批判と非難の決定的な意味の違い──批判は思いやり、非難は押しつけ

 批判と非難。これらの言葉をどうとらえているのかによって、議論の方向性が決まるといっても過言ではない。議論を相対化するためにも、まずは「批判」と「非難」がどのように違うのかをLet’s think!

批判・非難につきまとう恐怖を乗り越える?

 ども! 非難は好きになれないけど批判はわりと好きなとしちる@toshitiru)です。自分の意見や行動を批判・非難された時に「胸がキュッと締め付けられたようになる」経験をしたことがある人もいるでしょう。ぼくはあります。やっぱり今まで自分が考えてきたものを批判・非難されるのは、どことなく自分の価値を否定されているように捉えてしまうかもしれません。

 もしくは、自分が批判・非難をされていないとしても誰かがそうした目にあっているのを見て、嫌な気持ちになる人もいるかもしれません。ですが、これらの言葉は似ているようで決定的な違いがあるのではないか。
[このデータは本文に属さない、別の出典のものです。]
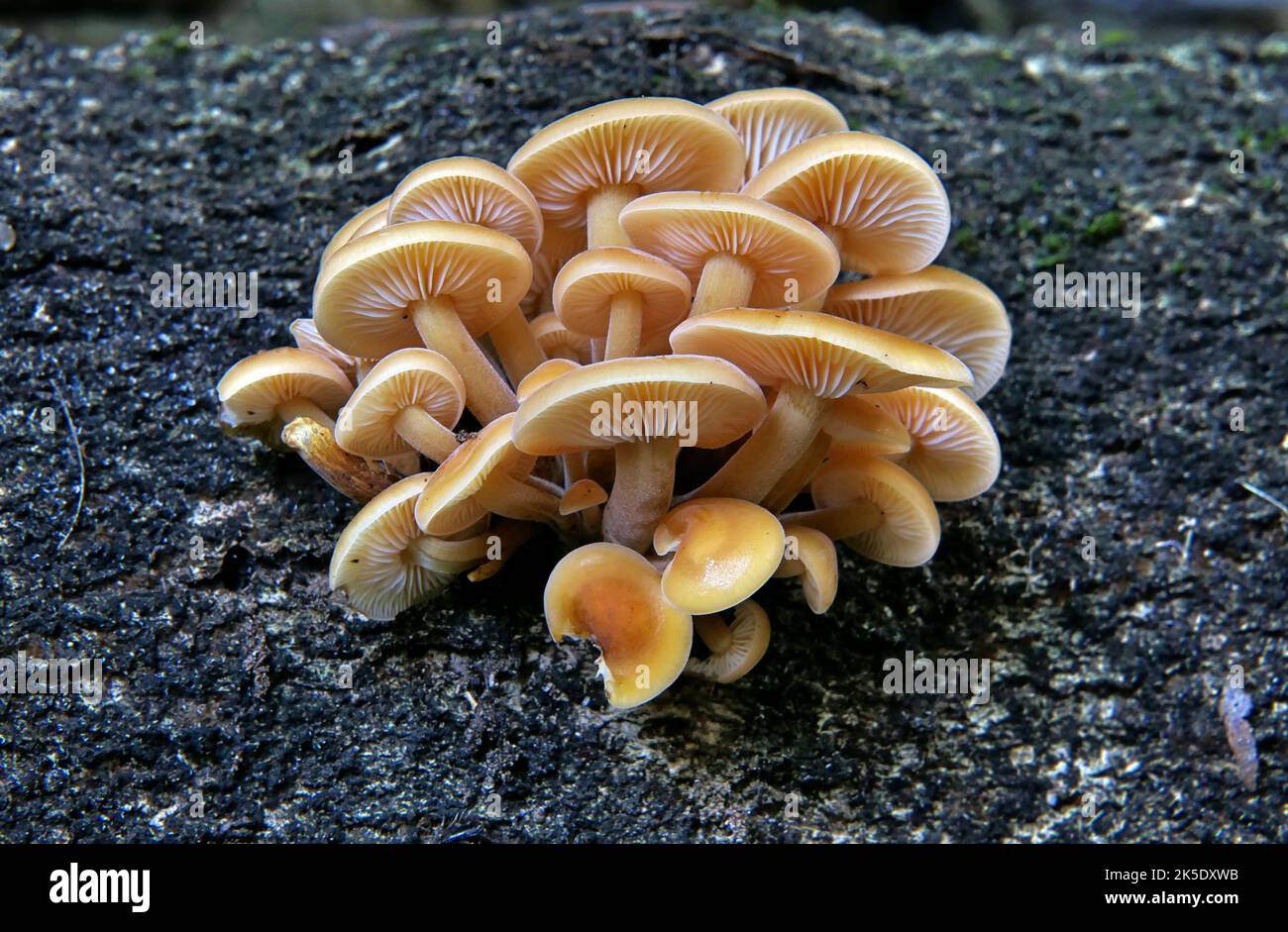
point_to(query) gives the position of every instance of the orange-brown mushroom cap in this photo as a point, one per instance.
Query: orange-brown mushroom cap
(613, 595)
(810, 555)
(734, 649)
(906, 527)
(644, 143)
(954, 452)
(469, 189)
(773, 120)
(725, 550)
(784, 255)
(364, 297)
(262, 386)
(884, 206)
(385, 416)
(825, 356)
(376, 563)
(588, 283)
(935, 305)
もし批判と非難の違いをしっかりと捉えることができれば、ある種の「恐怖」から解放されるかもしれない。

批判と非難の辞書的な意味

 まずは辞書的な意味を確認してみましょう。

『批判』

[名](スル)

  1. 物事に検討を加えて、判定・評価すること。「事の適否を―する」「―力を養う」
  2. 人の言動・仕事などの誤りや欠点を指摘し、正すべきであるとして論じること。「周囲の―を受ける」「政府を―する」
  3. 哲学で、認識・学説の基盤を原理的に研究し、その成立する条件などを明らかにすること。

→批評[用法]

『非難』

[名](スル)人の欠点や過失などを取り上げて責めること。「不実な態度を―する」

引用:コトバンク-デジタル大辞泉「批判」「非難」

両者に共通しているものは何で、逆に言えば何が両者を決定的に異なる言葉にしているのか。

批判と非難の共通点

 二つの言葉に共通しているのは、価値判断が含まれていることです。価値判断とは、ことの良し悪しを決めることです。たとえば、「あの人のした行動はおかしい」という文で考えてみます。この発言を一言で表すとどうなるのか。おそらく、「批判」とも「非難」とも言えるような気がします。この短い文だけでは文脈が読み取れません。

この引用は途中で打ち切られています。